DESCRIPTION: We developed the Prevention Adaptive Learning and Management System (PALMS) for Blantyre. PALMS is a data pipeline which leverages the country's existing programmatic, surveillance, research, and donor data sources. As new data are available, PALMS ingests, transforms, analyzes, and visualizes the results. All PALMS development is driven by Blantyre leadership with processes to incorporate feedback, shifting priorities, and new data systems. To improve ease of use, PALMS data are automatically mined to highlight concerning statistics and notify users. Finally, PALMS is developed to 'plug and play' with the national enterprise architecture and is being absorbed by MOH technicians to improve sustainability and facilitate uptake to other interested districts.

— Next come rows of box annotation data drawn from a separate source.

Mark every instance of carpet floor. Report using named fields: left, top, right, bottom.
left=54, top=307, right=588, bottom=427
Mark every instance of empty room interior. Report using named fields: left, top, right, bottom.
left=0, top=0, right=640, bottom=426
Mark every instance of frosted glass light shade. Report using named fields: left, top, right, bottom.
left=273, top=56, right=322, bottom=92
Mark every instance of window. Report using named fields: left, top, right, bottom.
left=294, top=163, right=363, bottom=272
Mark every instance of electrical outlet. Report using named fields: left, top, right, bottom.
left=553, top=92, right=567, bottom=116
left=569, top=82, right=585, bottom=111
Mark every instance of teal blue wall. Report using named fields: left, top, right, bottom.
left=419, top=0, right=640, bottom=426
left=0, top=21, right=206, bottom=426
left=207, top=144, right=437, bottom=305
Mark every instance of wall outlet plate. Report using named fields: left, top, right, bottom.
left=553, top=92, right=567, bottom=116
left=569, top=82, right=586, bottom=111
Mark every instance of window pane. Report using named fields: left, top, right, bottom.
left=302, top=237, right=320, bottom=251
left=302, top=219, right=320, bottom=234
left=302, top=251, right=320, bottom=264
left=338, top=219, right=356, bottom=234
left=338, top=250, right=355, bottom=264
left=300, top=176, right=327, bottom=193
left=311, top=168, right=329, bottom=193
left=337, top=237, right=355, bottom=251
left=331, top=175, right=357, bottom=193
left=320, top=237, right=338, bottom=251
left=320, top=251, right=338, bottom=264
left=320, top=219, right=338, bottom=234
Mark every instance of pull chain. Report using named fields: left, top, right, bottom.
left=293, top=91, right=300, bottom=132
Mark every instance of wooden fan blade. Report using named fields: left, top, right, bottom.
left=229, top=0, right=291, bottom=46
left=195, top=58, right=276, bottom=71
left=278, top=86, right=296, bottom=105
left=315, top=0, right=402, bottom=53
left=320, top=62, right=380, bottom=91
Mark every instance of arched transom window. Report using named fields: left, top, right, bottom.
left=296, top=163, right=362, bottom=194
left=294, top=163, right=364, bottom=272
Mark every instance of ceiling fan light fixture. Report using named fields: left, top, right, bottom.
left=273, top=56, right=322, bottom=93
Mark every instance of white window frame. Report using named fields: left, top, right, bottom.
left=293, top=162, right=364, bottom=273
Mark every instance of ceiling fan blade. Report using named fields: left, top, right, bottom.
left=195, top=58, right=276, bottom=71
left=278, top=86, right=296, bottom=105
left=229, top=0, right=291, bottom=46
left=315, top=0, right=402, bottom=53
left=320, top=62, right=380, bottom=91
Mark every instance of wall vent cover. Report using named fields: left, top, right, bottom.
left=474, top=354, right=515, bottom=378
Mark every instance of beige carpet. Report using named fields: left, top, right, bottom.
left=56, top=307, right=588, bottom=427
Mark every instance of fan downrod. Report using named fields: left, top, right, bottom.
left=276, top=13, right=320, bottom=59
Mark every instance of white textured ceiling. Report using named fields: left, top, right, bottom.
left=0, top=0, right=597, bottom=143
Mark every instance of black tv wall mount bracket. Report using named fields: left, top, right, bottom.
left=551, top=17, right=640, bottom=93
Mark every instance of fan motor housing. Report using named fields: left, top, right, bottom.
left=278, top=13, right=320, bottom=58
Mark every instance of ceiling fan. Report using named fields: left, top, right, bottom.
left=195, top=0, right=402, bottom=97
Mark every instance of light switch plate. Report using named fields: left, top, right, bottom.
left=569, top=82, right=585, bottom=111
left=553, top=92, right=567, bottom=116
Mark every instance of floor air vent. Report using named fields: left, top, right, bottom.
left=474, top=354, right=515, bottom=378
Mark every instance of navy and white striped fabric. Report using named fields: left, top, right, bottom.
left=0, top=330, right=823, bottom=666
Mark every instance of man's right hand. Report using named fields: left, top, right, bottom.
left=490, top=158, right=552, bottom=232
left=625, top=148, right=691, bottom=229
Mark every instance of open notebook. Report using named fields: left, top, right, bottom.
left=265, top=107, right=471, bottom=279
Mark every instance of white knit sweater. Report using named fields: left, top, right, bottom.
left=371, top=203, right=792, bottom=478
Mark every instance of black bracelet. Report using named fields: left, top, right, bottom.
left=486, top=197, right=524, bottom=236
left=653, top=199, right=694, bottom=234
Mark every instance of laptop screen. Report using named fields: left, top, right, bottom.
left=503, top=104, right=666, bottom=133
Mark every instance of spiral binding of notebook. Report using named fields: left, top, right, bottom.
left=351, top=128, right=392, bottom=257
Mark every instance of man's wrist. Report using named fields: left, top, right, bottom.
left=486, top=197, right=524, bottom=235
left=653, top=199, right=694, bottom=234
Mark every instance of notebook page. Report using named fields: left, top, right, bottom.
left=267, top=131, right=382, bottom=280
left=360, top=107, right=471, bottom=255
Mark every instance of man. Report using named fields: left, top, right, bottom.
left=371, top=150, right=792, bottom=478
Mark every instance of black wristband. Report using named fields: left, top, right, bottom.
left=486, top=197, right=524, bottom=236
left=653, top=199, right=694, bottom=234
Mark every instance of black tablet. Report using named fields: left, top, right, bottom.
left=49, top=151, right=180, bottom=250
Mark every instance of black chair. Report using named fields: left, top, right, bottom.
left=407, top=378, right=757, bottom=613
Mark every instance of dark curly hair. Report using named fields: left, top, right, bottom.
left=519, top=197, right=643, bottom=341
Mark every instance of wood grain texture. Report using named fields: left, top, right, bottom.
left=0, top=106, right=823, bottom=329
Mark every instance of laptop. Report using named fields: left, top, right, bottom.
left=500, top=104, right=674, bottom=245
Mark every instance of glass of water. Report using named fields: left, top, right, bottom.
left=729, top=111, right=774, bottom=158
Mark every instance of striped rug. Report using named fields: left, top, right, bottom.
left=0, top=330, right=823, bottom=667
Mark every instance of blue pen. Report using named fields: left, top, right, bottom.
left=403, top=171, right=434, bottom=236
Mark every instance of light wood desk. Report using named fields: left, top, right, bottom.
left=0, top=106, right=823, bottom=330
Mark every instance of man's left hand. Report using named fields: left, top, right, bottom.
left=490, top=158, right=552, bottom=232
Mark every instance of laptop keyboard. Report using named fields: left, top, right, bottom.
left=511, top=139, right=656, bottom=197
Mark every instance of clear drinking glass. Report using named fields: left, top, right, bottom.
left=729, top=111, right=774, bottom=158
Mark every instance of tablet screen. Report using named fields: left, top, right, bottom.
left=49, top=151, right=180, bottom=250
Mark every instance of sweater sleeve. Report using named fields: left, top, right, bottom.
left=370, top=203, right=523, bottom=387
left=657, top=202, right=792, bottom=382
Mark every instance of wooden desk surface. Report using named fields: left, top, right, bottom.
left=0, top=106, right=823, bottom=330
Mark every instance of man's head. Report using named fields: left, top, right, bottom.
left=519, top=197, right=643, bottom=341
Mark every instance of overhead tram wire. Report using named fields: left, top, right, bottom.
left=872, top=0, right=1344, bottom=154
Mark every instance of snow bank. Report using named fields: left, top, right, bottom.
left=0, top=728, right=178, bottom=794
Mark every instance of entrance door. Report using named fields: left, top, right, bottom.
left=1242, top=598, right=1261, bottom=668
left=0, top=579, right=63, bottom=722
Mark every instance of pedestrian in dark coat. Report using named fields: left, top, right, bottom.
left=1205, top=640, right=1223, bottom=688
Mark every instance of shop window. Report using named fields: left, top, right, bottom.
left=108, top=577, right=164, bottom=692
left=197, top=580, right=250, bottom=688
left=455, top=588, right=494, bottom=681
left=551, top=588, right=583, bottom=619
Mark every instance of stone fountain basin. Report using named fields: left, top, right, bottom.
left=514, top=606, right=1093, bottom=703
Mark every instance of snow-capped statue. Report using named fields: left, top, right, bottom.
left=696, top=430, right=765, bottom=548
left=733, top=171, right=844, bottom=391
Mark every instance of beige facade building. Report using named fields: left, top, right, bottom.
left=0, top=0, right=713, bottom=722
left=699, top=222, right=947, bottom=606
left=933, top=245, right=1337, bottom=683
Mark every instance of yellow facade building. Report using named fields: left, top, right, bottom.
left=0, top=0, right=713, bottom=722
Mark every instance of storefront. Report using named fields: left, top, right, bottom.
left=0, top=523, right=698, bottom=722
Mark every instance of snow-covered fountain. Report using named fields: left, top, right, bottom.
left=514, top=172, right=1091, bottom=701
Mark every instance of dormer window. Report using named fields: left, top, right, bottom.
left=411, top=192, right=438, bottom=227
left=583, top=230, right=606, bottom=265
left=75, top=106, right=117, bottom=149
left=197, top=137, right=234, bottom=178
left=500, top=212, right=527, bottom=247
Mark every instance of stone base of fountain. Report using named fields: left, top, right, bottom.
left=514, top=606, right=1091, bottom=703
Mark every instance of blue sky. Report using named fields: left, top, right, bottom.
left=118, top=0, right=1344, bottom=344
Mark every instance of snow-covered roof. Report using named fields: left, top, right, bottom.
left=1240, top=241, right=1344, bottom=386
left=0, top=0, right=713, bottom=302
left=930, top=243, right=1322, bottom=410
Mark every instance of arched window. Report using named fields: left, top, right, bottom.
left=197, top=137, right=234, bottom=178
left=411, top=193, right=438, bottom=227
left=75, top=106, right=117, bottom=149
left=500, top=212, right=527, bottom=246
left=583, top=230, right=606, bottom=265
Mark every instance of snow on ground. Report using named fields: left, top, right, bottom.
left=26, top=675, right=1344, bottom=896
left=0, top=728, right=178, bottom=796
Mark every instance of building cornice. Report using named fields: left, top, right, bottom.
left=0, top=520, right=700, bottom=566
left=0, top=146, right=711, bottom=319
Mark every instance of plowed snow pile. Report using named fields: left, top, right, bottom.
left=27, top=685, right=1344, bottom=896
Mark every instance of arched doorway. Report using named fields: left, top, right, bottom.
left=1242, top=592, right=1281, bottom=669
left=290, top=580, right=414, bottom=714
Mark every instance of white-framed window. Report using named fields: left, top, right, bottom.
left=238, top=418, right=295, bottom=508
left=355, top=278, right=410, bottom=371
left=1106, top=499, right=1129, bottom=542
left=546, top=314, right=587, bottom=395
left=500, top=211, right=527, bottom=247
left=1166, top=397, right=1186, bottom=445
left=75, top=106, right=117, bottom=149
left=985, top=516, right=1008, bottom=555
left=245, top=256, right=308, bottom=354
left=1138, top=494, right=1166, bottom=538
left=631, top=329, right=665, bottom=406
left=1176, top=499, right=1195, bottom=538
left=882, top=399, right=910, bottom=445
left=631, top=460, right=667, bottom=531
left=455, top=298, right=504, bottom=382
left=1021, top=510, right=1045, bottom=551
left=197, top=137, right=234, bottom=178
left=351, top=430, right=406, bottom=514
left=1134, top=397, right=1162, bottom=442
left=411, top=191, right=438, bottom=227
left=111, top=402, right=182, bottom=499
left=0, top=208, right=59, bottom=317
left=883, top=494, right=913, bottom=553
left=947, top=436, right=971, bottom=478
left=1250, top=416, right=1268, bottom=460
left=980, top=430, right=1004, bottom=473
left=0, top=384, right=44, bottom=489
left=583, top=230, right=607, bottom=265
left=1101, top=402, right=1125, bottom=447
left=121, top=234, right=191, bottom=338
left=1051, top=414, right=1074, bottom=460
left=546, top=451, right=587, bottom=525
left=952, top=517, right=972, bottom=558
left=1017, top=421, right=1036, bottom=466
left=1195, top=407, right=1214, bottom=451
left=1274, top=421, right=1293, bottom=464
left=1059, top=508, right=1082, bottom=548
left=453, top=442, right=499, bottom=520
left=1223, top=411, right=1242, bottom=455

LESSONS LEARNED: PALMS was rapidly adopted by decision-makers and used to monitor site performance, anomaly detection, and identify hotspots. Systems notifications are the most popular feature and have helped focus attention on facilities and programs that need the most support. The biggest barriers to PALMS development were not technological, but rather involved navigating the complex data ownership landscape and eliciting and integrating user feedback.
CONCLUSIONS: PALMS will expand to include additional data sources, multi-platform notifications, and interoperate with a new HIV incident management tracker. We believe PALMS will help usher in a new data-driven, event-based surveillance approach to HIV prevention in Blantyre. The PALMS approach can be generalized to other settings and can hone attention and support resource allocation efforts. Such user centered designed, sustainable, and scalable data systems that satisfy user expectations are feasible and desperately needed for HIV programmes throughout Africa.